Quand le Gimas se prépare !
«La décarbonation de la production fait partie de l’un des défis auxquels notre industrie fait face. Pour nous, l’industrie marocaine étant pleinement intégrée dans la chaîne d’approvisionnement mondiale, il est important d’entrer dans l’évolution mondiale de l’usine intelligente et décarbonée. Notre secteur se prépare aux normes climatiques imposées aux industries. Les productions décarbonées sont des conditions pour être toujours sur la carte de l’industrie aérospatiale mondiale. Cette nouvelle façon de produire va fortement influencer nos entreprises. L’innovation sera essentielle pour trouver des substituts aux procédés ou produits non compatibles et aller vers les technologies vertes », explique le Président du GIMAS. Et d’ajouter : «Notre feuille de route est en cours d’élaboration. Elle consiste principalement à établir un bilan carbone des entreprises, effectuer un diagnostic et les recommandations qui en découlent, puis mettre en œuvre le plan d’action ».
L’ère des biocarburants
Selon le dernier baromètre des biocarburants publié par le centre de recherche en énergie IFP, à l’échelle continentale, les taux d’incorporation de l’ensemble des biocarburants dans les carburants routiers sont restés stables depuis 2020. Ils varient selon les régions, mais c’est l’Amérique Latine qui affiche toujours le taux le plus élevé grâce à son marché éthanol qui atteint à lui seul, un taux d’incorporation de près de 15 % (en énergie) dans l’essence.

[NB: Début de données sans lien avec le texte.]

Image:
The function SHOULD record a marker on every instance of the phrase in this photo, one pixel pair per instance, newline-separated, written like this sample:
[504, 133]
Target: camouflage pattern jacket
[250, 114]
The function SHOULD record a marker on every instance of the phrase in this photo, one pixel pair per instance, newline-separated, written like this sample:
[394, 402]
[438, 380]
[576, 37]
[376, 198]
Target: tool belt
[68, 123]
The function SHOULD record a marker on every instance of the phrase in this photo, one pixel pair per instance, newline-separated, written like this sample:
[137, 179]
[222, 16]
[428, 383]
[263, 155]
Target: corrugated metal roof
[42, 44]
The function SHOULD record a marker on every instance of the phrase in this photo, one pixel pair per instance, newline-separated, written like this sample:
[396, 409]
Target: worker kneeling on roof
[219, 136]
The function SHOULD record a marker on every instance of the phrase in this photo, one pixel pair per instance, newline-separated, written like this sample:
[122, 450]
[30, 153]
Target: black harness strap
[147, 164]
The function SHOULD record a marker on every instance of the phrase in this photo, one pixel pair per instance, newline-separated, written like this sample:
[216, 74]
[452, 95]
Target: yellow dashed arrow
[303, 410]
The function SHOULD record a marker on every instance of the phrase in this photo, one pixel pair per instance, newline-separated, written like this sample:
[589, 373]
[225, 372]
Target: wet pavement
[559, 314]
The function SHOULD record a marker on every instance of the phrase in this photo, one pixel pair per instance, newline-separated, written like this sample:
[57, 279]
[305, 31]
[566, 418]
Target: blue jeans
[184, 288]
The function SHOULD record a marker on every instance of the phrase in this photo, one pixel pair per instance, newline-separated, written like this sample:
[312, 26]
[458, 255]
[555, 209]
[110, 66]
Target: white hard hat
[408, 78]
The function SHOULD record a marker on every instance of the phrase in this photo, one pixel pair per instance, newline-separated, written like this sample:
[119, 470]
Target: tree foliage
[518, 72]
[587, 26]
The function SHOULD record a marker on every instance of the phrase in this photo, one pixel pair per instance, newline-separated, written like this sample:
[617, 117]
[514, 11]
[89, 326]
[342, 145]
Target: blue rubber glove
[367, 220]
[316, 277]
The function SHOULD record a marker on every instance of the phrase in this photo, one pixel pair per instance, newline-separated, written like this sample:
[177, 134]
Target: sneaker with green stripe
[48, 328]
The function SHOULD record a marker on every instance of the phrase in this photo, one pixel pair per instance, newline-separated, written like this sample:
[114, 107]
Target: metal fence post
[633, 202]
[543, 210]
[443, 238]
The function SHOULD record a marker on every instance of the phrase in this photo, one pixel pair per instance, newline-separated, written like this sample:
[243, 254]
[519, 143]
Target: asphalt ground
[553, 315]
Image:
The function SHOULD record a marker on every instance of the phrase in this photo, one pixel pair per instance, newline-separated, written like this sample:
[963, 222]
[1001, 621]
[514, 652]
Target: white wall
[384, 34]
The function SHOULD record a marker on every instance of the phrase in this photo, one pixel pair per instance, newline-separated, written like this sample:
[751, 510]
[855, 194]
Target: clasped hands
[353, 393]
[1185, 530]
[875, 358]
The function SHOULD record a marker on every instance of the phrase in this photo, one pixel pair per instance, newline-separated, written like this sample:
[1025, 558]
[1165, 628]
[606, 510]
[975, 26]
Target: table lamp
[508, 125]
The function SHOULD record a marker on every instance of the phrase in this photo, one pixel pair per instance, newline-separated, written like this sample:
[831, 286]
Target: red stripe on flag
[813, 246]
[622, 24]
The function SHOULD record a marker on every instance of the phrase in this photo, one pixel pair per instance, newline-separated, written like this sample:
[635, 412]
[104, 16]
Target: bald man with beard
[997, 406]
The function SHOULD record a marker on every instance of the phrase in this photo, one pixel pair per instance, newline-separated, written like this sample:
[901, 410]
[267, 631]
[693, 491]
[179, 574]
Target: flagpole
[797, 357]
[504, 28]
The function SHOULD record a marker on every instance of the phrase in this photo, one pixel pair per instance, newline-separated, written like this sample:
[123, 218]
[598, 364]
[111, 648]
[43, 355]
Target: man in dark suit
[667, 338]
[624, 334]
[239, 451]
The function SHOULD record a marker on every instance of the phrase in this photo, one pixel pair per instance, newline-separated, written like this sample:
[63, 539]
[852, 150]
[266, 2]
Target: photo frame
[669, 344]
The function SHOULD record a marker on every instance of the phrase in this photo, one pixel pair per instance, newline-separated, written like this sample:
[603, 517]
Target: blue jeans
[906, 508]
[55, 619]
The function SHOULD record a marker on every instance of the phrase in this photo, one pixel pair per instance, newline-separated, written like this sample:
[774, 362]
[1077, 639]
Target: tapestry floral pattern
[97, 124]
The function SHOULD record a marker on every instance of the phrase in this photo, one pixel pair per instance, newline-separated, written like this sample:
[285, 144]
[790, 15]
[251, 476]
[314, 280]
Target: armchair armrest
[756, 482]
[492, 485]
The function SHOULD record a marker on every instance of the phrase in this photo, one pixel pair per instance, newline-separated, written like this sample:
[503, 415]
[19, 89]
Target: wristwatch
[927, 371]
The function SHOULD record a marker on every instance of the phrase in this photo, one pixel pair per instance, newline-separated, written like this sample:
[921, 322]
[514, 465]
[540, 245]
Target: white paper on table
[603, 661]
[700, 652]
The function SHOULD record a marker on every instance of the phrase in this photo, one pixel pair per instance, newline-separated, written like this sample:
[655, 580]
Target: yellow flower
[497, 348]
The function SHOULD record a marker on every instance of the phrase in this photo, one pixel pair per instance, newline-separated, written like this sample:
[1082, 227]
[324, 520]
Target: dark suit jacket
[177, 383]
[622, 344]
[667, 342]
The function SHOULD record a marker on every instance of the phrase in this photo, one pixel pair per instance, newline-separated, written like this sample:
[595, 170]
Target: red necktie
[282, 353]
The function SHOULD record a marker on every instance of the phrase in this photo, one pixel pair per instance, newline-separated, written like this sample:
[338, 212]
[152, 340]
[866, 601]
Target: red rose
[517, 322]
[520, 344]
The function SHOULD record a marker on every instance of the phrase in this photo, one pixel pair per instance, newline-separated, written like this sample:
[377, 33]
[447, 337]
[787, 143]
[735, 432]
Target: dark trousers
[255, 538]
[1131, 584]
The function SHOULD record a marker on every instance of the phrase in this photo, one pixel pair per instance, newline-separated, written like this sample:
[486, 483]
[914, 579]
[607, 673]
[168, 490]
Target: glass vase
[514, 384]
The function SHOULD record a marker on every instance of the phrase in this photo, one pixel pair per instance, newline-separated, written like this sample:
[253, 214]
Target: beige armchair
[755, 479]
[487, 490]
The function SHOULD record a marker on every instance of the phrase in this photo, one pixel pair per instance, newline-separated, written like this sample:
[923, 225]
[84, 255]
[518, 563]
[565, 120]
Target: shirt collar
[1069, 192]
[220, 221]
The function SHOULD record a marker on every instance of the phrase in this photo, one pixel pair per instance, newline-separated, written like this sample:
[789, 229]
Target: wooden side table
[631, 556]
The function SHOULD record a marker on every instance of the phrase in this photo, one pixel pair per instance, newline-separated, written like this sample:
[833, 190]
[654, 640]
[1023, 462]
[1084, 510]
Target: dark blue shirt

L’Amérique du Nord puis le continent européen suivent ensuite, avec des taux respectifs de 6,5 % et 5,2 %. En Asie, ce taux continue de progresser chaque année et atteint 2,3% en 2021. En Europe, alors que la consommation de biocarburants avait atteint un record, à près de 18 Mtep en 2019, la crise sanitaire a induit une baisse d’environ 5% en 2020. Les quantités totales de biocarburants incorporées sont, quant à elles, restées quasi stables à l’échelle des Etats Membres de l’Union Européenne. En 2021, le niveau de consommation s’est rapproché de celui d’avant crise grâce à la reprise de l’économie et aux mandats d’incorporation nationaux exigés par les Directives RED3 et FQD4 de la Commission Européenne.